Car sharing promises an income stream to car owners, environmental benefits for users and financial savings for everyone. However, there are a number of risks that both car borrowers and car lenders are not taking fully into account.
The Risks of Car Sharing for Borrowers
- The cost per hour for rending a car is sometimes higher than the rental car rate at national chains. The daily car rental rate is typically higher than the rental car rate from a national car rental chain.
- Mistreating a vehicle or leaving it a mess will hurt your reputation in the community, not just result in fines from the rental place.
- Rental cars at businesses have more flexible pick up times and drop off times. For example, a business is more likely to have someone available at 5 AM or 9 PM for a car pick up.
- Car sharing programs are still an evolving market, with local websites competing with large programs. A new car sharing service has a good chance of not being in existence in a year, whether bought out or absorbed into another program.

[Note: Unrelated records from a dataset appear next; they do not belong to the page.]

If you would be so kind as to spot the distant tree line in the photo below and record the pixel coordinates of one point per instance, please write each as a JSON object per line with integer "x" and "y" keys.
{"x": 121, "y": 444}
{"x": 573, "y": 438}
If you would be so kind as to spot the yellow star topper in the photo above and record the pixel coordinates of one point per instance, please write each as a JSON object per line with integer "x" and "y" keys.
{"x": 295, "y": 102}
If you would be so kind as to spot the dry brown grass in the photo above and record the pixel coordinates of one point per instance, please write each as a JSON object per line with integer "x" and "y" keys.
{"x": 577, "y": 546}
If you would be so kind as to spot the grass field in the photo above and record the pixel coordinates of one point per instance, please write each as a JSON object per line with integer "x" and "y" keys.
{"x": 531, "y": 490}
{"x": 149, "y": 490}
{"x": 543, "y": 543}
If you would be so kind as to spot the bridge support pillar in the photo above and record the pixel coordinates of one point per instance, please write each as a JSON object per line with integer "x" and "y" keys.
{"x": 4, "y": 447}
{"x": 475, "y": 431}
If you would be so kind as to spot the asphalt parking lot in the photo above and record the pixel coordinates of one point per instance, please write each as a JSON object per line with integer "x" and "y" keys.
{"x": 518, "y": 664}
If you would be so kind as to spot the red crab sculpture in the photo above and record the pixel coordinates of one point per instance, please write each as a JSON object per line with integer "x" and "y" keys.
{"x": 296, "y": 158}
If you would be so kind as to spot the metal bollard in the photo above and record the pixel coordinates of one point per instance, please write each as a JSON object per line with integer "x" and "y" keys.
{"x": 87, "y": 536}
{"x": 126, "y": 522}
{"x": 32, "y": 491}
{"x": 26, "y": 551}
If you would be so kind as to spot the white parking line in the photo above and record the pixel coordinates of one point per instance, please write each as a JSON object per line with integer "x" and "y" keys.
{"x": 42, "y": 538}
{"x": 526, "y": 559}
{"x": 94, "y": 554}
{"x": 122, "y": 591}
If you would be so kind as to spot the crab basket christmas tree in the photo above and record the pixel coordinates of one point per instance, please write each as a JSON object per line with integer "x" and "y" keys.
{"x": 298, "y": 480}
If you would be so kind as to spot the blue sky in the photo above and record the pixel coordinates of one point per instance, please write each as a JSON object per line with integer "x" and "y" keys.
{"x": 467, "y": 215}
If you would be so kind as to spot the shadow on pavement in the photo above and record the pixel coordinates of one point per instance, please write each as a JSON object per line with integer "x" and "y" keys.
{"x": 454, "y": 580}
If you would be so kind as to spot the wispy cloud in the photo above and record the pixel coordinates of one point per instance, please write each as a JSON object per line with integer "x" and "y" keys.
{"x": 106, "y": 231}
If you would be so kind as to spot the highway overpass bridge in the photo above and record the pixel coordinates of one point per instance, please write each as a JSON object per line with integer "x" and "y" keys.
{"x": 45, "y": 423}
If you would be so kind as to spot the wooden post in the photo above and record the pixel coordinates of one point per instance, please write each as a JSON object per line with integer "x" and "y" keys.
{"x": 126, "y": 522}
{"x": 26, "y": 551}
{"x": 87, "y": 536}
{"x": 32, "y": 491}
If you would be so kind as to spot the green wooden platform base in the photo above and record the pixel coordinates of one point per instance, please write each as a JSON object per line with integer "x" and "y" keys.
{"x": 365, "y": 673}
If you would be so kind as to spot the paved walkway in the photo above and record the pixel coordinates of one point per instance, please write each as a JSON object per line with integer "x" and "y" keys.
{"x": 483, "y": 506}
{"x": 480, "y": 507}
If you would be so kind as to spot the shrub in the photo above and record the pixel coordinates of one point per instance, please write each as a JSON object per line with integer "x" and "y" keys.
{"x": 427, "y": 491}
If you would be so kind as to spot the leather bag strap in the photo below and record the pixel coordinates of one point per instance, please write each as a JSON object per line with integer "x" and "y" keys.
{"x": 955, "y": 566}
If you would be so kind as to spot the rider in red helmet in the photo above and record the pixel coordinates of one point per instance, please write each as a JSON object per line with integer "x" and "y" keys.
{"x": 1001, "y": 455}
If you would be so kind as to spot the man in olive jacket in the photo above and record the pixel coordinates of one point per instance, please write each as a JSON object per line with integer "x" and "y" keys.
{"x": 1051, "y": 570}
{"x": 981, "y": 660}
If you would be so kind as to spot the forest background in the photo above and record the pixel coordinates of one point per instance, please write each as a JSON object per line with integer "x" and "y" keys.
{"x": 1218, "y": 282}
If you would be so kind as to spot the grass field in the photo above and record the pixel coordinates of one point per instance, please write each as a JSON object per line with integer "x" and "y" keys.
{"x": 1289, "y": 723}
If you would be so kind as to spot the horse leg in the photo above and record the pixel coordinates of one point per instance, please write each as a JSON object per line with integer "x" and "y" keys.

- Personal cars for rent are either underutilized or the owner is desperate to make the payments. In either case, these vehicles are less likely to be well maintained than a corporate rental car. Furthermore, if the vehicle does break down, the car’s owner is unlikely to pick you up and take you to your destination – though Hertz probably would. However, some car sharing programs like Zip Car do include roadside assistance.
The Risks of Car Sharing for Vehicle Owners
- Many auto insurers do not allow you to rent out your car. They are insuring you, and they may cover someone you lend the car to once in a while. However, most car insurance policies do not cover accidents when you are renting out your personal vehicle to someone else, whether as part of a car rental program or letting someone else take over the payments and drive it.
- If the borrower has the vehicle seized for DUI or carrying drugs in it, you’ll have a hard time getting it back. There has already been precedence in someone letting a person test drive a car getting the car impounded. As the owner, you’ll have to pay the impound fees to get it back. Police in many states have the right to keep and then sell at a profit the vehicles involved in drug crimes, even if the vehicle was not driven by its rightful owner.
- As a private individual, it is unlikely that you the car owner or the car sharing service have checked to see if the borrower is driving with a suspended license or under a mandate to only use a vehicle with an ignition interlock device. Renting your car then becomes a way to get around the court ordered limitations, and risks the impounding of your vehicle. Individuals generally don’t have the resources to screen potential renters except through reputations online.
- Red light tickets by traffic cameras are mailed to you, not the person who drove your car.
- Car seats and booster seats may be removed and put in the back when someone else is driving the vehicle. You cannot assume that they are correctly re-installed when the car is returned.
- The person driving the car will have to pay cash to get through a toll both, unless you have an RFID toll tag. If there is a toll tag, you’ll have to pay the tolls charged to your account. Unless you specify in the contract that the person has to pay the tolls they rack up, you’re stuck with the bill.
- Legally, you owe income taxes on the rental income from your vehicle.
- If the borrower loses the car, you’ll have problems finding it unless you have GPS or a built in locator.
- The borrower typically isn’t required to fill up the vehicle before returning it. The cost of the gas they used will offset the rental income you receive.